This lesson is being piloted (Beta version)
If you teach this lesson, please tell the authors and provide feedback by opening an issue in the source repository

Intermediate Research Software Development: Glossary

Key Points

Setting the Scene
  • This lesson focuses on core, intermediate skills covering the whole software development life-cycle that will be of most use to anyone working collaboratively on code.

  • For code development in teams - you need more than just the right tools and languages. You need a strategy (best practices) for how you’ll use these tools as a team.

  • The lesson follows on from the novice Software Carpentry lesson, but this is not a prerequisite for attending as long as you have some basic Python, command line and Git skills and you have been using them for a while to write code to help with your work.

Section 1: Setting Up Environment For Collaborative Code Development
  • In order to develop (write, test, debug, backup) code efficiently, you need to use a number of different tools.

  • When there is a choice of tools for a task you will have to decide which tool is right for you, which may be a matter of personal preference or what the team or community you belong to is using.

Introduction to Our Software Project
  • Programming interfaces define how individual modules within a software application interact among themselves or how the application itself interacts with its users.

  • MVC is a software design architecture which divides the application into three interconnected modules: Model (data), View (user interface), and Controller (input/output and data manipulation).

  • The software project we use throughout this course is an example of an MVC application that manipulates patients’ inflammation data and performs basic statistical analysis using Python.

Virtual Environments For Software Development
  • Virtual environments keep Python versions and dependencies required by different projects separate.

  • A virtual environment is itself a directory structure.

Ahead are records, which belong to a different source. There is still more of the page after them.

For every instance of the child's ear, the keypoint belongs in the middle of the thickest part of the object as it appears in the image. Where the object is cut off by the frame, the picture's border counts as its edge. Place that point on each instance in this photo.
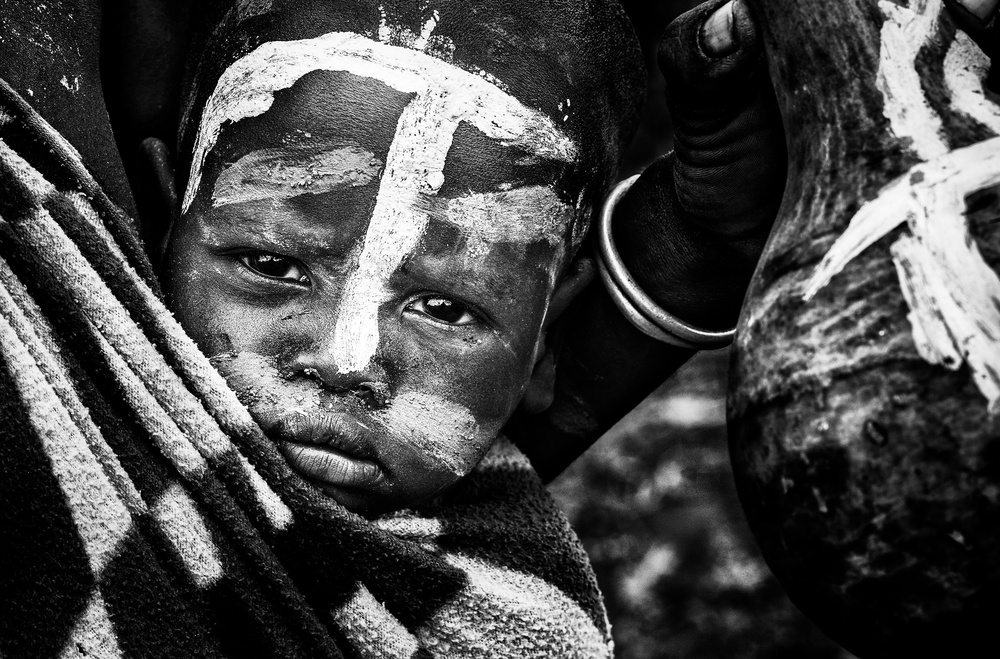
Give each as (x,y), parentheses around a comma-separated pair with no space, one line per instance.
(541,387)
(158,220)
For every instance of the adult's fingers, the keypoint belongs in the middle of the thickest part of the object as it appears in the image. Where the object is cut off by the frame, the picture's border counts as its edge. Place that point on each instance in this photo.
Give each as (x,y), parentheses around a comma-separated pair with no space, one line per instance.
(729,170)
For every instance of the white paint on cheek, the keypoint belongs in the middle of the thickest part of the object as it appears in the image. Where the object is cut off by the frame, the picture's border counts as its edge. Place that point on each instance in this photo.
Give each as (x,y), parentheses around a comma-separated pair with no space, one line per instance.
(440,429)
(904,33)
(280,173)
(524,215)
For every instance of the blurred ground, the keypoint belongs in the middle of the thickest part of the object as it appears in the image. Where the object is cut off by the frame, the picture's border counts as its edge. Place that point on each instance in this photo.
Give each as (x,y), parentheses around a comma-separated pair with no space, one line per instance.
(656,508)
(654,500)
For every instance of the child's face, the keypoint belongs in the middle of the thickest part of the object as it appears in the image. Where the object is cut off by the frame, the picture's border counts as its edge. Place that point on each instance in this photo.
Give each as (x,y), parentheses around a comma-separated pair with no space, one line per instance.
(370,262)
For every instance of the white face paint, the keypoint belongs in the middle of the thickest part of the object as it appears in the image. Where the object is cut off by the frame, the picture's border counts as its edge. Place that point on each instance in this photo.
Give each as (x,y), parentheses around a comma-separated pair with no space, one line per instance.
(952,293)
(281,173)
(444,96)
(440,429)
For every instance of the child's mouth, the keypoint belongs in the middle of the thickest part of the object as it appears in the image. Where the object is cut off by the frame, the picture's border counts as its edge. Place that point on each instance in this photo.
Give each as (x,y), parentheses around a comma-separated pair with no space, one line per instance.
(330,448)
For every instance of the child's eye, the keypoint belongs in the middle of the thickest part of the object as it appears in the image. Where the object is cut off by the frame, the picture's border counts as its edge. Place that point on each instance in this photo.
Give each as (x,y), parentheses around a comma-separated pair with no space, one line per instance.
(444,310)
(274,266)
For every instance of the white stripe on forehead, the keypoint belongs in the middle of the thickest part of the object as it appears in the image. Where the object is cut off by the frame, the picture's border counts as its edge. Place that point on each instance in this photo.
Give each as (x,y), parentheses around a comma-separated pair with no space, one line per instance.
(444,96)
(246,89)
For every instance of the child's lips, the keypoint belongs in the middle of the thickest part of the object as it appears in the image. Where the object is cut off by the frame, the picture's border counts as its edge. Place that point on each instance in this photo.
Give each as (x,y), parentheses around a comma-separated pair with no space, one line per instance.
(332,448)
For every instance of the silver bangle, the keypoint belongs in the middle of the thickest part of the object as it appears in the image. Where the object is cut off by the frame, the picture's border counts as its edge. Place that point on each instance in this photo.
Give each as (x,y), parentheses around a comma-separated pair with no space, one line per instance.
(640,309)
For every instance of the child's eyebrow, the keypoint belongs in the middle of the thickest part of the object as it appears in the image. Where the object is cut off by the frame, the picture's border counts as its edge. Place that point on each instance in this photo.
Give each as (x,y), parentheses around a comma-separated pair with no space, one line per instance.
(284,172)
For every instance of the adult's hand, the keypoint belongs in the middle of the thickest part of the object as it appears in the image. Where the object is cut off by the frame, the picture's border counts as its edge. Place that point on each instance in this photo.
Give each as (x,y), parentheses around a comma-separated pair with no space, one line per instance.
(692,227)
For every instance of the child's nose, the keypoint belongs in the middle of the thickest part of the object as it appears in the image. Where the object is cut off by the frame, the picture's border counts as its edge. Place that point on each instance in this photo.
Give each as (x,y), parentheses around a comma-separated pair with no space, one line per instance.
(320,362)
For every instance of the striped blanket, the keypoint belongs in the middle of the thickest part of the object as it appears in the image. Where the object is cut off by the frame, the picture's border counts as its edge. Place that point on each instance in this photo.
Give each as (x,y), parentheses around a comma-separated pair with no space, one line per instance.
(143,513)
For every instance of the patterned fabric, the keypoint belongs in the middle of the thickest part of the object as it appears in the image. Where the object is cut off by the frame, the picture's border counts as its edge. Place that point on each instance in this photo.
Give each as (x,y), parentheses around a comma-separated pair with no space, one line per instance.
(144,514)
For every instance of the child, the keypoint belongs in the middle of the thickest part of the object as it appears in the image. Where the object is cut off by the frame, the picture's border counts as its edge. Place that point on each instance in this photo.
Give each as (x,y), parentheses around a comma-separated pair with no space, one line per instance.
(380,226)
(380,222)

  • Use venv to create and manage Python virtual environments.

  • Use pip to install and manage Python external (third-party) libraries.

  • pip allows you to declare all dependencies for a project in a separate file (by convention called requirements.txt) which can be shared with collaborators/users and used to replicate a virtual environment.

  • Use python3 -m pip freeze > requirements.txt to take snapshot of your project’s dependencies.

  • Use python3 -m pip install -r requirements.txt to replicate someone else’s virtual environment on your machine from the requirements.txt file.

Integrated Software Development Environments
  • An IDE is an application that provides a comprehensive set of facilities for software development, including syntax highlighting, code search and completion, version control, testing and debugging.

  • PyCharm recognises virtual environments configured from the command line using venv and pip.

Software Development Using Git and GitHub
  • A branch is one version of your project that can contain its own set of commits.

  • Feature branches enable us to develop / explore / test new code features without affecting the stable main code.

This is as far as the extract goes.